[comp.lang.c] State Machines

peter@sugar.UUCP (Peter da Silva) (05/07/88)

I submit that there is one case where gotos are no worse and possibly better
than the alternative. And that is state machine type code, as is found in
lexers. It's rather a narrow category, but I feel it's a valid one. I don't
know if you're arguing against having a goto in a language at all, but here's
one reason to leave it in...

Objection #1 I'll cover immediately: "Use Lex".

	You can't always get lex.

	In fact, for most machines and languages there is no lex or anything
like it. Say, Fortran on a Unisys 1100. Most machines *aren't* UNIX.

	Even using Lex on a UNIX box and massaging the tables doesn't help
when the program has to be maintained in the non-UNIX environment. Even when
you have all the UNIX tools, it's not always cool. I once wrote a recursive-
descent parser in Forth for a real-time applications language in something like 
two months, including a line-oriented language-oriented editor. The guy in
charge of the job didn't like this, and went away for 6 months playing with
doing it with Yacc and massaging the tables. Eventually he and the project were
canned.

Objection #2 is something like: "Write a table-driven scanner". It's also
expressed in terms of using a big while loop and a case statement to do the
state machine.

	You still have to maintain the state machine. The table-driven one
has to be generated somehow, and unless you have Lex or its equivalent it's
going to be expressed in terms of states and transitions... just like the
goto-based version. The same can be said of the case statement. All you're
doing here is hiding the gotos.
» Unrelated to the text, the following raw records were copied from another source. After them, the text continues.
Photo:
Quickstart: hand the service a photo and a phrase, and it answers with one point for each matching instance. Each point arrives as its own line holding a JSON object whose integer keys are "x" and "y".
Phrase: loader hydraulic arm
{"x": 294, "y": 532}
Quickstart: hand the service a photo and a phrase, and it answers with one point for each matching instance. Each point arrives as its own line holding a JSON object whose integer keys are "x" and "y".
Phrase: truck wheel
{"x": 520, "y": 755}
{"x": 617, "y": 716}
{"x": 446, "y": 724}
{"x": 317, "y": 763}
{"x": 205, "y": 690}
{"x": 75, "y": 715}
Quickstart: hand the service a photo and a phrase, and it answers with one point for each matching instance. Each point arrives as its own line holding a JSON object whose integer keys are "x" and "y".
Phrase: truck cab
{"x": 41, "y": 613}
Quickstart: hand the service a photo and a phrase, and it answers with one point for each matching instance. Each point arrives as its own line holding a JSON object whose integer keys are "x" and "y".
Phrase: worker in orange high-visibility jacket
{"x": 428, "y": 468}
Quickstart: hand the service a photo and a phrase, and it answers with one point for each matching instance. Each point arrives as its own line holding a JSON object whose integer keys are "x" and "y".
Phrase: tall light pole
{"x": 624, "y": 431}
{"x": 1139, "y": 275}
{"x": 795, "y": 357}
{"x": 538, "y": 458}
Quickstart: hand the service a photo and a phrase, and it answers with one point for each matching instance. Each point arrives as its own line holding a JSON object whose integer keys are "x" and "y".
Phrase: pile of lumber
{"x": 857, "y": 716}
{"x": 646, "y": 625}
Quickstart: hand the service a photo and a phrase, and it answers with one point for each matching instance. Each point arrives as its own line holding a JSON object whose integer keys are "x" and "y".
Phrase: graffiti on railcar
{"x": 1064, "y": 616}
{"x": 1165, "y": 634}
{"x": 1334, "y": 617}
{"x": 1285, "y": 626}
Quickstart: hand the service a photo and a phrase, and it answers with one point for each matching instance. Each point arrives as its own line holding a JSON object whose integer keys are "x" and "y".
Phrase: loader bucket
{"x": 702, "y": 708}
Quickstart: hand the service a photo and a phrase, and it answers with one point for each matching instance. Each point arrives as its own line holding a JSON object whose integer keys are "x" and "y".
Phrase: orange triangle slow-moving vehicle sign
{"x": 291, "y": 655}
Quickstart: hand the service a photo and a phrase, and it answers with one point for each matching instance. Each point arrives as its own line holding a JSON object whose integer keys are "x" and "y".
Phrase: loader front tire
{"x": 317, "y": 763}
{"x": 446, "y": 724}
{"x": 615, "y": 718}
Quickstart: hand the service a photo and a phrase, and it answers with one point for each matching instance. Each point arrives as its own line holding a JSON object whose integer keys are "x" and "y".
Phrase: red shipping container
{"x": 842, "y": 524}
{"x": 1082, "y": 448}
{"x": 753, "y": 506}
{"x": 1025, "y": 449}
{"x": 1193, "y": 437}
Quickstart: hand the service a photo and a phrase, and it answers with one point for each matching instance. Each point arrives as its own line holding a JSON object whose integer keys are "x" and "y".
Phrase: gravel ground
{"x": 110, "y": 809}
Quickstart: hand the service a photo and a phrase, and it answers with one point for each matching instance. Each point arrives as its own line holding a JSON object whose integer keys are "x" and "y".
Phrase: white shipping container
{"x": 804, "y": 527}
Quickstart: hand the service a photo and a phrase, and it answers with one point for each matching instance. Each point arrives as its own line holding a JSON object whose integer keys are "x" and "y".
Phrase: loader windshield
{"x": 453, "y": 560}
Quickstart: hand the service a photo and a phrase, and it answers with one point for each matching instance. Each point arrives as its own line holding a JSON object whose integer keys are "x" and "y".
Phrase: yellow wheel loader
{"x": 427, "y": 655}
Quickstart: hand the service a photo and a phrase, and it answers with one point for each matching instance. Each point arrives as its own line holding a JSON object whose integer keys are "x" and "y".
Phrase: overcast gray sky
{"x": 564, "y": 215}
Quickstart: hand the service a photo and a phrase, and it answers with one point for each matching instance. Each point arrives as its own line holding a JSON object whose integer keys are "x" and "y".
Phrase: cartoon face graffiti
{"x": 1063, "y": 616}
They're still there:

	ENDSTMT:
		IF(TOKEN .EQ. NEWLINE) THEN
			CALL OUTPUT(SCANNEDLINE)
			GOTO NEWSTMT
		ELSE IF(TOKEN .EQ. COMMENT) THEN
			GOTO ENDSTMT
		ELSE
			GOTO SYNERR
		ENDIF

Is no worse than (and is in fact equivalent to):

	ELSE IF(STATE .EQ. ENDSTMT) THEN
		IF(TOKEN .EQ. NEWLINE) THEN
			CALL OUTPUT(SCANNEDLINE)
			STATE = NEWSTMT
		ELSE IF(TOKEN .EQ. COMMENT) THEN
			STATE = ENDSTMT
		ELSE
			STATE = SYNERR
		ENDIF

And is much better than:

	DATA STATABL(1,ENDSTMT) /NEWLINE, ACTIONOUT, NEWSTMT/
	DATA STATABL(2,ENDSTMT) /COMMENT, 0, ENDSTMT/
	DATA STATABL(3,ENDSTMT) /0, 0, SYNERR/

with some special code to decode the actions.
-- 
-- Peter da Silva      `-_-'      ...!hoptoad!academ!uhnix1!sugar!peter
-- "Have you hugged your U wolf today?" ...!bellcore!tness1!sugar!peter
-- Disclaimer: These aren't mere opinions, these are *values*.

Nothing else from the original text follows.